Winner: Munki - the direct relationship between updates and their parent package is invaluable. As ever, Munki is a lot more work up front, but it pays off in a much easier workflow after that.
Installing software on client machines
By default, this is what a client sees when Munki wants to install something:
And this is what you see with Casper.
No, I’ve not made a mistake. No warning, no option to delay to a more convenient time, nothing. Nada. Zilch. And you better hope that the app isn’t running! It’s crash time otherwise.
Munki will warn the user when apps you want to update are running, will warn them when a forced install is coming (several times), will let the user know that a reboot will be needed before the software gets installed.
I know that these things can be done with Casper, I had a demo from a nice chap from JAMF during the week showing me all of this (as a side note, kudos to JAMF for reaching out to me following my last post in this). The issue is, I don’t particularly want to write a bash script ever time I deploy software to check if the app is running, warn the user etc etc. We spend on average an hour a week updating our Munki repo - I dread to think how long it would take if I had to do that level of scripting for each package.
The one place Casper does excel on the client side is Self Service. The pretty icons and familiar app store look are much easier for end users to use than Munki’s optional installs - that being said, optional installs with Munki aren’t exactly hard to use.
Winner: Munki - someone at JAMF told me their goal is to make administrators lives easier. Unfortunately my goal is to make my client’s mac experience as awesome as possible, and random reboots with only five minute warnings aren’t exactly awesome in my book.
This is the area where Casper excels. Out of the box, the reporting is fantastic. You know who has installed what, when, how many licenses you have left, pretty much anything you need to now is there out of the box.

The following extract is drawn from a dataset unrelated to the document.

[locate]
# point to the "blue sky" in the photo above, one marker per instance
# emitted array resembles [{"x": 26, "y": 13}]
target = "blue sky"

Munki does have MunkiWebAdmin, but it’s an extra install, and can be quite tricky if you’re not used to configuring a Django app. It does provide a fair bit of info on what’s happening with your Munki-d macs, but nowhere near what you’d get out of Casper. The stats you can get out of Casper are truly immense.
Auditing Admin actions
This should really come with the post when Casper goes head to head with Puppet, but it affected me in real life a couple of weeks ago, so it can come in today. I came to a Casper install and noticed that the policy that was due to install an Office update had been deleted. Had this happened with our Munki setup, we would just look at the Git history (you are using Git to track your Munki config, right?), see who made the change, find out why, and roll it back if needed.
In this particular instance, I had no idea if it had been done by mistake or on purpose by their internal IT team. I raised this is JAMF this week, and was shown the database log. Whilst this is better than nothing at all, it’s still woefully inadequate for a solution that is marketed at the enterprise.
Winner - Munki (or any solution that can have its history tracked effectively)
So for those who stopped keeping count, Munki pips it. On the face of it, depending on your priorities, it’s quite a close thing. But as my clients pay my wages, the user experience is of paramount importance to me, so personally, Munki is a clear winner. If my users aren’t able to work, they can’t earn money. If they can’t earn money, they can’t pay their IT bill.
Munki offers the greatest flexibility between letting users carry on with their work when there’s a not so important update until it’s convenient for them to stop and forcing the update (but still warning them appropriately) when it’s critical.